Subsequently, FAM was analyzed using the same methodology. The results revealed increased FAM scores in monocytes, DC cells, plasmablasts and NK cells, whereas B cells and CD8⁺ T cells exhibited decreased FAM scores (Figures 2F–H). Similarly, cells were also divided into three groups: 13170 high FAM cells, 13170 low FAM cells, and 26341 median FAM cells (Figure 2I, Supplementary Figure 2B). Additionally, DEGs analysis identified 120 genes associated with FAM upregulation (Figure 2J, Supplementary Table 6).

Based on the preceding outcomes, we conducted correlation analysis between high BAM and FAM cells, revealing a strong correlation (Supplementary Figures 2C, D). The cells were then categorized into three groups: 5137 cells with both high BAM and FAM scores named as High_BAM_FAM cells, 4999 cells with both low BAM and FAM scores named as Low_BAM_FAM cells, and the remaining cells classified as median cell groups (Supplementary Figure 2E). The metabolic plasticity of these cells may reflect the specific characteristics of different cell types.

3.2 HdWGCNA identified genes upregulating both BAM and FAM

To gain deeper insights into key markers in high BAM and FAM cells, we conducted hdWGCNA analysis with a soft power value of 9 to construct the co-expression network, identifying five distinct gene co-expression modules (Figures 3A, B). The top 10 most influential genes within these modules were determined based on kME values (Figure 3C). Correlation analysis of the modules revealed strong positive associations among the turquoise, yellow, and brown modules (Figure 3D). Moreover, the distribution of these modules across different cells types demonstrated high expression of the turquoise, yellow, and brown modules in high_BAM_FAM cells (Figures 3E, F). To investigate the functional roles of genes within these three modules, we selected a total of 408 genes with kME above 0.2, which were more likely to play central regulatory roles within their respective modules (Supplementary Table 7), with hub genes presented in Figure 3G. Notably, within these modules, CD3E, LEF1, and ACTB have been previously reported to be associated with BAM (35, 36). CTSW, LDHB, and IL32 have been reported to be linked to FAM (37–39). Additionally, SLC9A3R1 and GAPDH are implicated in the regulation of both BAM and FAM (40–43).
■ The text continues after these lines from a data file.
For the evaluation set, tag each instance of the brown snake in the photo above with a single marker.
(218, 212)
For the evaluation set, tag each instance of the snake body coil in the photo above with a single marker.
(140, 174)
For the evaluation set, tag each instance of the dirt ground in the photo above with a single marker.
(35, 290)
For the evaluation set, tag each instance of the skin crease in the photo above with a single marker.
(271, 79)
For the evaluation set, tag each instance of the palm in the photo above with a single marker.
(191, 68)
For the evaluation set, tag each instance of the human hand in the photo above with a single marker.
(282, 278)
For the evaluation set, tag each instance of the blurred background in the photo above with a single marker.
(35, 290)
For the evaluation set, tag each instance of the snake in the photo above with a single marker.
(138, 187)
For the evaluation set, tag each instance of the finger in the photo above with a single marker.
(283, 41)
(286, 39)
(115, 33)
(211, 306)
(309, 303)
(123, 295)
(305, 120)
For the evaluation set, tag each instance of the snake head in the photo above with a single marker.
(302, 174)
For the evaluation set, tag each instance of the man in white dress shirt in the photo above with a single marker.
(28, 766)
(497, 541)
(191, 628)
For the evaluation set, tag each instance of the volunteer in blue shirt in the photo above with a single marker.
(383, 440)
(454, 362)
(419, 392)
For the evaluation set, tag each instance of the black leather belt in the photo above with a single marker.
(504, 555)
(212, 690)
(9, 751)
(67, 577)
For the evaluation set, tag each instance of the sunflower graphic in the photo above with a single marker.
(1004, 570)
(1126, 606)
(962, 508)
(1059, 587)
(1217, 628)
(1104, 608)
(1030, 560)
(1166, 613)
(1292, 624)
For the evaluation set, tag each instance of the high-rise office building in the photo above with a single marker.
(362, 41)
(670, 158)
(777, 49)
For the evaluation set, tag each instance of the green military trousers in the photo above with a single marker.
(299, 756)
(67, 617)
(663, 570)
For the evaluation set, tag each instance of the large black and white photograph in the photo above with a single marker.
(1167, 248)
These findings not only supported the robustness of our results but also suggested the potential role of BAM and FAM in the pathogenesis of KD.

Figure 3

Figure 3. Identification of the crucial modules related to BAM and FAM by hdWGCNA. (A) The top left panel indicated the choice of the soft power threshold to achieve a fit of the scale-free topology model ≥0.9. The other three panels showing the mean, median and maximum connectivity of the topological network against various minimum soft thresholds. (B) The hdWGCNA dendrogram showing five modules identified. (C) Five modules were obtained and the top genes in each module were verified and ranked by kME (eigengene-based connectivity). (D) The relationship analysis between different modules. (E) The UMAP plots showing the expression density of the five modules. (F) A bubble plot represented the scores of the five modules in different metabolic cell groups. (G) Networks of the representative genes from turquoise, yellow and brown module.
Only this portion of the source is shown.